À mes mots, il relève la tête, porte lentement sa main vers ma nuque et toujours aussi doucement, comme s'il hésitait, il m'attire vers lui. Nos lèvres s'effleurent d'abord. Puis il pose ses lèvres plus franchement contre les miennes.

Peut-être que finalement, cette journée n'est pas la pire de la semaine ni de l'année. Mais j'ai besoin d'être rassuré sur un point. Si moi, je sais tout ce que je ressens et que ce baiser compte pour moi, rien ne me garantis que ce soit réciproque.

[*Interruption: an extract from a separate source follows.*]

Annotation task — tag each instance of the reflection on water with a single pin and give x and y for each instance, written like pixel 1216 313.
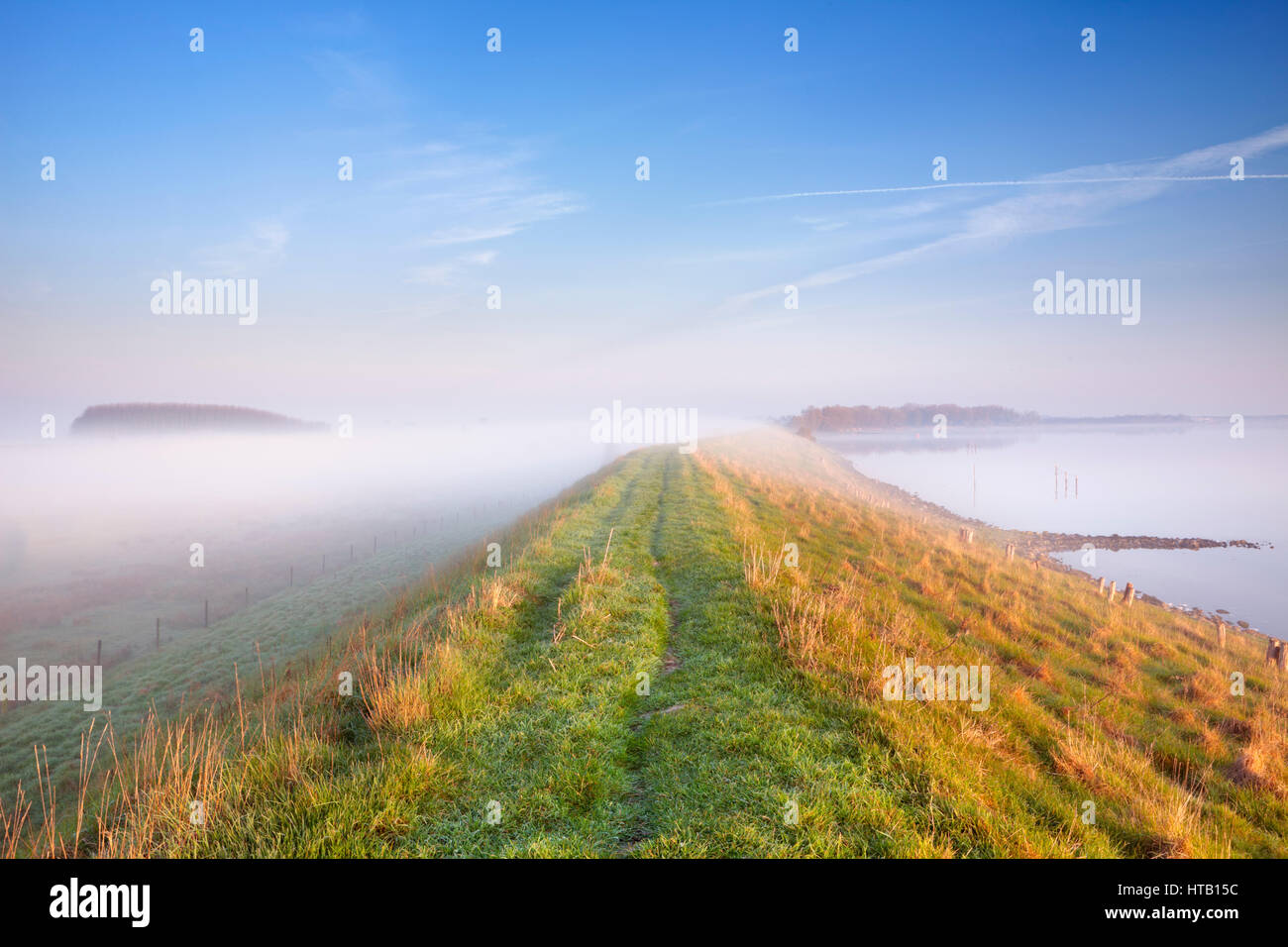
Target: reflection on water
pixel 1159 479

« Rassure-moi, juste, s'il te plaît... Tu n'es pas en train de te moquer de moi ? Tu ne joues pas avec moi ? »

« Non. »

Je ne sais pas comment nous en sommes arrivés là aussi vite, peut-être que ce n'est pas si vite que ça lorsque ça fait près de six mois que je l'ai remarqué mais que je n'arrive pas à m'approcher de lui.

 Le temps nous aidera, rien ne nous dit que ça durera, mais rien ne nous dit que ça se terminera non plus. Alors laissons le temps faire les choses.